AMD builds either finish in 12 minutes or hang / time out, randomly; only happens if more than 6 jobs in build

I raised the jobs from 6 to 10, since then, all builds time out.
I’m not really sure if this issue has something to do with the number of builds.

Worked fine here:
When I revert my commit and go back to 6 builds it is the same Problem. Does something changed between these two build in your environment?

No one around here to have a look into it?

Switching to g+±9 doesn’t solve it either. the build just dies ~22% no error, nothing. I don’t think this problem has something to do with ubuntu or the packages. Is the container running out of memory?

Still waiting for somone who is able to look into it, idk what travis changed!

Overall it is annoying, that things magically break or stop working… why do I even try to get some kind of support -.-

Update: this build shows how inconsistent builds are right now:
Sure, two builds fail, two finish, three run into timeout and three could finish or timeout.

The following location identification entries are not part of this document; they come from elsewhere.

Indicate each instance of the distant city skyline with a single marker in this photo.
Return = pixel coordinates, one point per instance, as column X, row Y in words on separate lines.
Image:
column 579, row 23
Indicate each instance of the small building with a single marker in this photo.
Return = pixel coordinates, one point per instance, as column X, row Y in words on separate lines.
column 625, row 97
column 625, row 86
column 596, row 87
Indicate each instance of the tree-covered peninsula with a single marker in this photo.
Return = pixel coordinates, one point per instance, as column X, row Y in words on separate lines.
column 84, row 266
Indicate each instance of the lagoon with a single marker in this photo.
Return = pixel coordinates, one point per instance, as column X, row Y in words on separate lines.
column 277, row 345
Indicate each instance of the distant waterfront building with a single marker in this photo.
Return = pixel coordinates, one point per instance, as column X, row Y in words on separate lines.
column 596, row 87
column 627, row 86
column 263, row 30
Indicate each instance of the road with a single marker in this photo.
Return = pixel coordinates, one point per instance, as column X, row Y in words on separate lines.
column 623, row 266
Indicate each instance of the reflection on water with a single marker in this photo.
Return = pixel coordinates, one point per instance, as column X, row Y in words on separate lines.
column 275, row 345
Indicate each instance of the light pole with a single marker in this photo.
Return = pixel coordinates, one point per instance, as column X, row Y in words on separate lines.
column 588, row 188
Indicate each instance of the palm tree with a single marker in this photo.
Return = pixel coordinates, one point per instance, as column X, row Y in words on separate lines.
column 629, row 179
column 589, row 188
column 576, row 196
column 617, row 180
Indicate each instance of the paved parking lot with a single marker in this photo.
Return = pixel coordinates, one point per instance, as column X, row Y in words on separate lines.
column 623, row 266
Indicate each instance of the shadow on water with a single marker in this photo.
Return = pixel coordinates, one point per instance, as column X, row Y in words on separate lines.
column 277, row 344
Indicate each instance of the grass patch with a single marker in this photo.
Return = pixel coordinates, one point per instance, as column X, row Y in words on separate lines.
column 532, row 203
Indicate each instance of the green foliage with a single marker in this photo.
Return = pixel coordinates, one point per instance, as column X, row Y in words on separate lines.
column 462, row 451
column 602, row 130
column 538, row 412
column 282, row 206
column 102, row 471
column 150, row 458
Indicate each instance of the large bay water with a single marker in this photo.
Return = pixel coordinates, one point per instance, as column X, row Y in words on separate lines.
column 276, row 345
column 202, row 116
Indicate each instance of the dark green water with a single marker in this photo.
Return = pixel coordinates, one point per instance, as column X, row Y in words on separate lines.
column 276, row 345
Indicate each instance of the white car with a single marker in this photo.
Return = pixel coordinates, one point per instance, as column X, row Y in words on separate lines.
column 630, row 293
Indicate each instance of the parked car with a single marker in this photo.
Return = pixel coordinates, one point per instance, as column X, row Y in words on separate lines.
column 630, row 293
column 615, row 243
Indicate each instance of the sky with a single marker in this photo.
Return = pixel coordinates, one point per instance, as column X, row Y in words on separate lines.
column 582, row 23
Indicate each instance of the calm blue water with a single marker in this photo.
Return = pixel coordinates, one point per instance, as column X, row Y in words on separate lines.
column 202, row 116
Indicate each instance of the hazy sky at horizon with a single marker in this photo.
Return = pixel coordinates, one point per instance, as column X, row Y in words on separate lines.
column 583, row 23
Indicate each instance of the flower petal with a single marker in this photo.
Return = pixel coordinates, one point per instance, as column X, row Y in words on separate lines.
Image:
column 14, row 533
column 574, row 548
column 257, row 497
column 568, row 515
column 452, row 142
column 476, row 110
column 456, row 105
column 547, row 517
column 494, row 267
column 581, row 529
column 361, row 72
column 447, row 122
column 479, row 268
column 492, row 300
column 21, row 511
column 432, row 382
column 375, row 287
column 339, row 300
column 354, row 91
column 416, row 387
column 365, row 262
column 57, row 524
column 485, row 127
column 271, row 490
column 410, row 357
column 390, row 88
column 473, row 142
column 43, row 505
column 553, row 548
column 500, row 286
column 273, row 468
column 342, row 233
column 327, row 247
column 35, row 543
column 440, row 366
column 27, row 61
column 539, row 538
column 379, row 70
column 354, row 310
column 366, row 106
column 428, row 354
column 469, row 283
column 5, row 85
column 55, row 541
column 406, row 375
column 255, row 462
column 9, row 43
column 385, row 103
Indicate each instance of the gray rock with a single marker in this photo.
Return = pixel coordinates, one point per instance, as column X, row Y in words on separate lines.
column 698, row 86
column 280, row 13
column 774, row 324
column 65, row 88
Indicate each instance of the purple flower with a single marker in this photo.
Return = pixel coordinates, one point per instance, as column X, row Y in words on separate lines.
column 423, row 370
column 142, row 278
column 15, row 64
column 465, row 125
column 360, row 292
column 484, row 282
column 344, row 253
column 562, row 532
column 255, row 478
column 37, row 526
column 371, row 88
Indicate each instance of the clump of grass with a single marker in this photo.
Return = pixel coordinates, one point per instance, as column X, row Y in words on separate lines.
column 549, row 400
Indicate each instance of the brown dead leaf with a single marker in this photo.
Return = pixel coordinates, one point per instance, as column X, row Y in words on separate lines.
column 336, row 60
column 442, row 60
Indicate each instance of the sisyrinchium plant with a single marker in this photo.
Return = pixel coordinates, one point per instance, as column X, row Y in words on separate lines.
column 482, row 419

Over all it is horrible… 1h 23 minutes… the last normal builds finish after ~ 16 minutes like here:

Still timeout in

So it is still the same: (worked fine) (broke somehow)

I can’t see anything wrong with this commit… so waiting for help of the travis CI team.

Confirmed: (passed fast, 6 jobs) vs (timed out, 10 jobs).

It does seem that they give shorter builds faster VMs, probably on an assumption that authors of larger builds are more willing to wait and/or hand-tune their build scripts.

1 Like

I can suggest using -j $(ncpus) instead of a hard-coded number.

Using CCache should also really speed up repeated builds. Since you are using CMake and a custom compiler, how to hook it into the build process is going to be project-specific.

@native-api I tried to go back to 6 builds, but it was still slow. I can try ccache but I don’t think it is possible to reach builds ~12 minutes on the slower VMs with it.

I know from experience that for exactly the same source, CCache speeds up the build about 10x. My idea is that with it, you only need to make a job complete once (e.g. you can restart it until it succeeds) – then it will be faster in the following builds and VM’s slowness won’t be affecting you as much.

Means at least the first build has to be finished, impossible since all builds timeout before they have a chance to be finished on the slow VMs.

Not the entire build but each single job separately. Jobs use and save caches independently. and you can restart individual jobs, too.

Never tried ccache and I would love to do other things with my code instead of messing around with travis… Another x days of reading and “try and error” with travis.yml gives me headache. Right now I bet there will be a problem with ccache in a few months because some “weird” logic in travis kicks in by changing some other config.

The best solution for me right now is to get back to 6 builds and enjoy a reasonable build time, but that does not work either, because some other rule in the background that says “if you are on the slow VM there is no going back”…

There should be a warning “Do not raise the jobs over 6, otherwise you will be on the slow VMs forever, although there is an option for max paralell jobs”.

Thank you for your help and time.

I don’t think you will be on it “forever”. Most probably, they use some heuristics to allocate resources based on availability and your past use.

I can suggest using -j $(ncpus) instead of a hard-coded number.

@native-api - do you have a reference to using ncpus in the docs? I cannot find a mention of it during search (but Google search is not what it used to be). “ncpus”

Also, as I understand things, Travis provides free software projects a machine with 2 cores. See the Travis docs and discussion of “Cores” at Build Environment Overview. The most we are supposed to use is -j 3 (max cpus + 1). I thought I read about max cpus + 1 in the GNU Make manual, but I cannot find it at the moment.